Diversify RSUs to Protect Financial Goals
Financial advisors recommend tech workers sell excess RSUs to protect their financial goals and avoid tying both their human and financial capital to one company. High savers often max out 401(k)s and equity plans but overlook single-stock risk, making balance key, according to social media.
Diversifying RSUs is crucial due to the concentration risk of tying your financial well-being to a single company. Your income, retirement savings, and equity position may all depend on one company's success. Financial advisors often suggest selling a portion of vested RSUs to reinvest in a diversified portfolio of assets like equities, bonds, and real estate. A systematic vest-and-sell strategy helps to avoid emotional decisions and reduce the risk of trying to time the market. Some advisors recommend selling a predetermined percentage, such as 25%, of newly vested RSUs each quarter.
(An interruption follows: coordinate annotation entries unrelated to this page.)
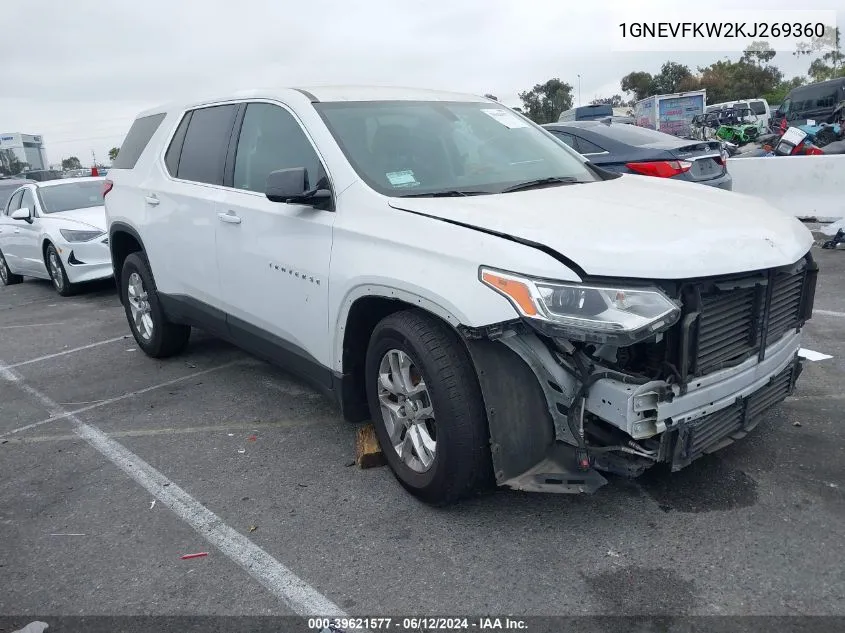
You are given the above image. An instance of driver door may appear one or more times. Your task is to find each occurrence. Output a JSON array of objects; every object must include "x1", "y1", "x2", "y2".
[
  {"x1": 13, "y1": 188, "x2": 47, "y2": 277},
  {"x1": 0, "y1": 190, "x2": 24, "y2": 273}
]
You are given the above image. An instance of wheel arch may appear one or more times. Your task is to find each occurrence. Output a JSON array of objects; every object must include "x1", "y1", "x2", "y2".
[
  {"x1": 109, "y1": 222, "x2": 147, "y2": 303},
  {"x1": 333, "y1": 284, "x2": 465, "y2": 422}
]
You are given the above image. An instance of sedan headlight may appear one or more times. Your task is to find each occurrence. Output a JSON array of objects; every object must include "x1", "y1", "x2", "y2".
[
  {"x1": 480, "y1": 268, "x2": 681, "y2": 347},
  {"x1": 59, "y1": 229, "x2": 105, "y2": 242}
]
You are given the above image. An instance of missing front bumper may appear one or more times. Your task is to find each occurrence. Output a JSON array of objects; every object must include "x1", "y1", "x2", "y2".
[
  {"x1": 661, "y1": 358, "x2": 802, "y2": 471},
  {"x1": 467, "y1": 331, "x2": 801, "y2": 493}
]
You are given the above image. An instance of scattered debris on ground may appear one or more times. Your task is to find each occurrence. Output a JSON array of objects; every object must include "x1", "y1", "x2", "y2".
[{"x1": 355, "y1": 424, "x2": 387, "y2": 468}]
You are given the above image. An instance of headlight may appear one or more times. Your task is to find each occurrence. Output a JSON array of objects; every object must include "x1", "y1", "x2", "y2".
[
  {"x1": 481, "y1": 268, "x2": 681, "y2": 346},
  {"x1": 59, "y1": 229, "x2": 105, "y2": 242}
]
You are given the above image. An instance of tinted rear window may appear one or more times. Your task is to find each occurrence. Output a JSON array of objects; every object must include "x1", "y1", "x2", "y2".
[
  {"x1": 111, "y1": 114, "x2": 164, "y2": 169},
  {"x1": 177, "y1": 105, "x2": 238, "y2": 185},
  {"x1": 164, "y1": 112, "x2": 191, "y2": 176},
  {"x1": 38, "y1": 180, "x2": 103, "y2": 213}
]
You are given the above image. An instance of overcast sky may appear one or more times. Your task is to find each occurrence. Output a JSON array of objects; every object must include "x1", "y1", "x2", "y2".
[{"x1": 0, "y1": 0, "x2": 845, "y2": 164}]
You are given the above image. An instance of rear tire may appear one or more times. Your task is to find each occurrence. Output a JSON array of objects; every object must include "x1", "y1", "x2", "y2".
[
  {"x1": 365, "y1": 310, "x2": 493, "y2": 505},
  {"x1": 0, "y1": 251, "x2": 23, "y2": 286},
  {"x1": 120, "y1": 253, "x2": 191, "y2": 358},
  {"x1": 44, "y1": 244, "x2": 79, "y2": 297}
]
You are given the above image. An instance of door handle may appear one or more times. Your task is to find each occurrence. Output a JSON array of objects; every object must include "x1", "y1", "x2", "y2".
[{"x1": 217, "y1": 211, "x2": 241, "y2": 224}]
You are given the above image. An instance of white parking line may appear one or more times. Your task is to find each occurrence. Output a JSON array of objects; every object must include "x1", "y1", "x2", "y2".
[
  {"x1": 0, "y1": 360, "x2": 244, "y2": 437},
  {"x1": 0, "y1": 334, "x2": 129, "y2": 369},
  {"x1": 0, "y1": 367, "x2": 346, "y2": 617},
  {"x1": 813, "y1": 310, "x2": 845, "y2": 319}
]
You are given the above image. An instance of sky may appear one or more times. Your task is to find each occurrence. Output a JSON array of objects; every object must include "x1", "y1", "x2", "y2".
[{"x1": 0, "y1": 0, "x2": 845, "y2": 165}]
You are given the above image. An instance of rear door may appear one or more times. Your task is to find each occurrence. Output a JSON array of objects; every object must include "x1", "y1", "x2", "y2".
[
  {"x1": 145, "y1": 103, "x2": 239, "y2": 308},
  {"x1": 214, "y1": 102, "x2": 335, "y2": 382}
]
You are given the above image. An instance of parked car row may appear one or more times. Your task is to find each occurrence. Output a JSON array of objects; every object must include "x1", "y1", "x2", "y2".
[
  {"x1": 0, "y1": 87, "x2": 817, "y2": 504},
  {"x1": 81, "y1": 87, "x2": 817, "y2": 504},
  {"x1": 0, "y1": 178, "x2": 113, "y2": 296}
]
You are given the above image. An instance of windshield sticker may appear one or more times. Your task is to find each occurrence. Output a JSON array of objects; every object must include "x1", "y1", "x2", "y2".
[
  {"x1": 481, "y1": 108, "x2": 528, "y2": 128},
  {"x1": 385, "y1": 169, "x2": 420, "y2": 187}
]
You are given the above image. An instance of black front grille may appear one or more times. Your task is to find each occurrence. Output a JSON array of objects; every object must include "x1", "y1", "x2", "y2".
[
  {"x1": 665, "y1": 361, "x2": 801, "y2": 470},
  {"x1": 680, "y1": 257, "x2": 817, "y2": 377}
]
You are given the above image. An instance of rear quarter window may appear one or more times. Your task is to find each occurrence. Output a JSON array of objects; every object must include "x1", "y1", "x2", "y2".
[{"x1": 111, "y1": 113, "x2": 165, "y2": 169}]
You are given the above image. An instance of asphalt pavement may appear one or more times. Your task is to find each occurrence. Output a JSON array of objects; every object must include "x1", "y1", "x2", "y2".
[{"x1": 0, "y1": 249, "x2": 845, "y2": 615}]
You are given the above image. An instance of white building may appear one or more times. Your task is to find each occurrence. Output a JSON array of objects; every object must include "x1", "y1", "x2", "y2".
[{"x1": 0, "y1": 132, "x2": 49, "y2": 171}]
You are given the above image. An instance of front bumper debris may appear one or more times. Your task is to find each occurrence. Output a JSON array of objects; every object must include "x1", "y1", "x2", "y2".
[{"x1": 467, "y1": 328, "x2": 801, "y2": 493}]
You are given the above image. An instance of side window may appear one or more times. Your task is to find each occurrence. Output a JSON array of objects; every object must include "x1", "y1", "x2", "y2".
[
  {"x1": 550, "y1": 130, "x2": 578, "y2": 152},
  {"x1": 18, "y1": 189, "x2": 35, "y2": 215},
  {"x1": 176, "y1": 105, "x2": 238, "y2": 185},
  {"x1": 6, "y1": 191, "x2": 23, "y2": 215},
  {"x1": 232, "y1": 103, "x2": 325, "y2": 193},
  {"x1": 164, "y1": 112, "x2": 191, "y2": 177},
  {"x1": 111, "y1": 114, "x2": 165, "y2": 169},
  {"x1": 575, "y1": 136, "x2": 605, "y2": 154}
]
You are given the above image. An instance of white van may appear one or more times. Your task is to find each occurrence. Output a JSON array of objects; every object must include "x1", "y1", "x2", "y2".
[
  {"x1": 105, "y1": 87, "x2": 817, "y2": 504},
  {"x1": 706, "y1": 99, "x2": 772, "y2": 134}
]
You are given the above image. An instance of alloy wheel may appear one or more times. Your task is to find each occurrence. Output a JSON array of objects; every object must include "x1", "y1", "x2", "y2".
[
  {"x1": 126, "y1": 273, "x2": 155, "y2": 341},
  {"x1": 378, "y1": 349, "x2": 437, "y2": 473}
]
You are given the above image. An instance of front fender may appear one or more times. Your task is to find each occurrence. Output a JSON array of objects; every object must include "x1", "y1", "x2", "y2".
[{"x1": 332, "y1": 278, "x2": 504, "y2": 372}]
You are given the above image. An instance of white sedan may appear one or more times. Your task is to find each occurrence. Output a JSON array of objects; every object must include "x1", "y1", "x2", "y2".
[{"x1": 0, "y1": 178, "x2": 113, "y2": 296}]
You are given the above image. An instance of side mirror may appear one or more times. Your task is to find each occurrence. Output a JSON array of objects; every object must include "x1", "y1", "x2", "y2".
[
  {"x1": 12, "y1": 207, "x2": 32, "y2": 222},
  {"x1": 264, "y1": 167, "x2": 332, "y2": 206}
]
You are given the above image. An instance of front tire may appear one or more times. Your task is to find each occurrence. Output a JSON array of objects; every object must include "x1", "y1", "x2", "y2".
[
  {"x1": 120, "y1": 253, "x2": 191, "y2": 358},
  {"x1": 365, "y1": 310, "x2": 492, "y2": 505},
  {"x1": 0, "y1": 251, "x2": 23, "y2": 286},
  {"x1": 44, "y1": 244, "x2": 79, "y2": 297}
]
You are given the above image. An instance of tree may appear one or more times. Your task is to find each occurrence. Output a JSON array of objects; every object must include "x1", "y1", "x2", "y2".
[
  {"x1": 62, "y1": 156, "x2": 82, "y2": 171},
  {"x1": 697, "y1": 57, "x2": 783, "y2": 103},
  {"x1": 519, "y1": 78, "x2": 572, "y2": 124},
  {"x1": 740, "y1": 41, "x2": 777, "y2": 66},
  {"x1": 763, "y1": 77, "x2": 807, "y2": 104},
  {"x1": 622, "y1": 71, "x2": 657, "y2": 101},
  {"x1": 793, "y1": 26, "x2": 845, "y2": 81}
]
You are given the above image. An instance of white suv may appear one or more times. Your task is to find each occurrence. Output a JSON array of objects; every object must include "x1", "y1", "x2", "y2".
[{"x1": 105, "y1": 88, "x2": 817, "y2": 503}]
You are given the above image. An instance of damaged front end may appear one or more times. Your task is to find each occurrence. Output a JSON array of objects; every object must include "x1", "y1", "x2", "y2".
[{"x1": 461, "y1": 253, "x2": 818, "y2": 493}]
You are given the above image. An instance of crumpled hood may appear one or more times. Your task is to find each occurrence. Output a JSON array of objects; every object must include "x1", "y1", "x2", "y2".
[
  {"x1": 45, "y1": 206, "x2": 106, "y2": 231},
  {"x1": 389, "y1": 176, "x2": 813, "y2": 279}
]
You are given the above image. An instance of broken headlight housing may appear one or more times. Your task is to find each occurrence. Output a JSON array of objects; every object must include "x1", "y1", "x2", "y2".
[{"x1": 480, "y1": 268, "x2": 681, "y2": 347}]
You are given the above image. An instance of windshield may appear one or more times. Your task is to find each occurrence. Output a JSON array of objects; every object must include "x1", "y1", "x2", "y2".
[
  {"x1": 315, "y1": 101, "x2": 598, "y2": 196},
  {"x1": 38, "y1": 180, "x2": 103, "y2": 213},
  {"x1": 0, "y1": 183, "x2": 20, "y2": 214}
]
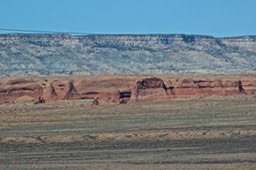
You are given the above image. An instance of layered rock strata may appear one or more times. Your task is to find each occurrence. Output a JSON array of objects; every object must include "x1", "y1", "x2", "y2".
[{"x1": 0, "y1": 75, "x2": 256, "y2": 104}]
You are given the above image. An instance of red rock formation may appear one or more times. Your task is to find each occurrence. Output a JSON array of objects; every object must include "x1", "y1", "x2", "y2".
[
  {"x1": 0, "y1": 75, "x2": 256, "y2": 103},
  {"x1": 130, "y1": 77, "x2": 167, "y2": 102}
]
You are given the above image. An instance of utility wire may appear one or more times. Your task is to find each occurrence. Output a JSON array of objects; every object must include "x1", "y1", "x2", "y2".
[{"x1": 0, "y1": 28, "x2": 90, "y2": 35}]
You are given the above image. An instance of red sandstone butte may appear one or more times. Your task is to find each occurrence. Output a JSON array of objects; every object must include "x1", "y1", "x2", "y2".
[{"x1": 0, "y1": 75, "x2": 256, "y2": 104}]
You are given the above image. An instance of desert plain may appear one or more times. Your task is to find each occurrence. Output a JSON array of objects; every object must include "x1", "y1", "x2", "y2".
[{"x1": 0, "y1": 75, "x2": 256, "y2": 170}]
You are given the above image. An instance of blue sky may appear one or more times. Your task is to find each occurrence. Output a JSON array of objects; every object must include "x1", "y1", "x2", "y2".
[{"x1": 0, "y1": 0, "x2": 256, "y2": 37}]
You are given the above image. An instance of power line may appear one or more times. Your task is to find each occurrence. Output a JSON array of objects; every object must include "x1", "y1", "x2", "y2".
[{"x1": 0, "y1": 28, "x2": 91, "y2": 35}]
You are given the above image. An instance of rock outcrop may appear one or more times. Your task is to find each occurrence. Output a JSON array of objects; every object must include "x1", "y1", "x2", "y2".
[
  {"x1": 130, "y1": 77, "x2": 167, "y2": 102},
  {"x1": 0, "y1": 34, "x2": 256, "y2": 77},
  {"x1": 0, "y1": 75, "x2": 256, "y2": 104}
]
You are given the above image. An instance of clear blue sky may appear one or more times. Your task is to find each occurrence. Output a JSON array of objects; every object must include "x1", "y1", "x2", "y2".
[{"x1": 0, "y1": 0, "x2": 256, "y2": 37}]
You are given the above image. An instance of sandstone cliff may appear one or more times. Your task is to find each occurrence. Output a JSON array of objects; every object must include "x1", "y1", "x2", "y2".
[
  {"x1": 0, "y1": 75, "x2": 256, "y2": 104},
  {"x1": 0, "y1": 34, "x2": 256, "y2": 77}
]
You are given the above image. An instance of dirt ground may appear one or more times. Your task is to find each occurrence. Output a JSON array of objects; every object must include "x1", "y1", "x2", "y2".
[{"x1": 0, "y1": 95, "x2": 256, "y2": 170}]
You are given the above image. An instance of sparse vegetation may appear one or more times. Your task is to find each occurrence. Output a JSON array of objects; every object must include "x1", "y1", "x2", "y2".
[{"x1": 0, "y1": 95, "x2": 256, "y2": 169}]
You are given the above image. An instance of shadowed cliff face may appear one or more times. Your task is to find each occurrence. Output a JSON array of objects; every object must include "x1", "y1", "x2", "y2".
[
  {"x1": 0, "y1": 34, "x2": 256, "y2": 77},
  {"x1": 0, "y1": 75, "x2": 256, "y2": 104}
]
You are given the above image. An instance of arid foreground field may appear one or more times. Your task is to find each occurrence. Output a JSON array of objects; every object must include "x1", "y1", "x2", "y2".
[{"x1": 0, "y1": 95, "x2": 256, "y2": 170}]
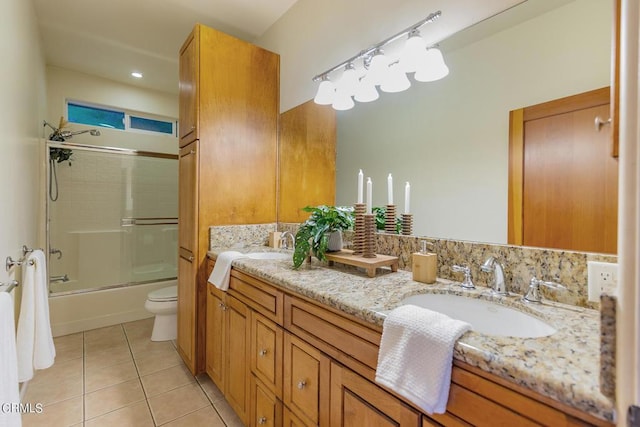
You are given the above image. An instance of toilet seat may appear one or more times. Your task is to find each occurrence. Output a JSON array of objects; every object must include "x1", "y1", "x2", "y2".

Establishing a clear rule about how much company stock you're willing to hold, often in the range of 15-25% of your portfolio, is a good starting point. When RSUs vest in Canada, they are taxed as ordinary income based on the fair market value of the shares at that time. Employers typically withhold taxes, CPP, and EI by selling some shares to cover these obligations. A second taxable event occurs when you sell the shares, triggering capital gains tax based on the difference between the sale price and the fair market value at vesting. To minimize taxes, consider spreading RSU sales across multiple years to avoid higher tax brackets. Contributing RSU income to RRSPs or TFSAs can provide tax deductions or tax-free growth. You might also donate RSUs to charities or donor-advised funds to receive a tax deduction. Failing to diversify RSUs can lead to significant financial setbacks, as seen with Silicon Valley Bank employees before its collapse. Developing a well-crafted RSU strategy, aligned with long-term financial goals, can provide confidence in your financial decisions.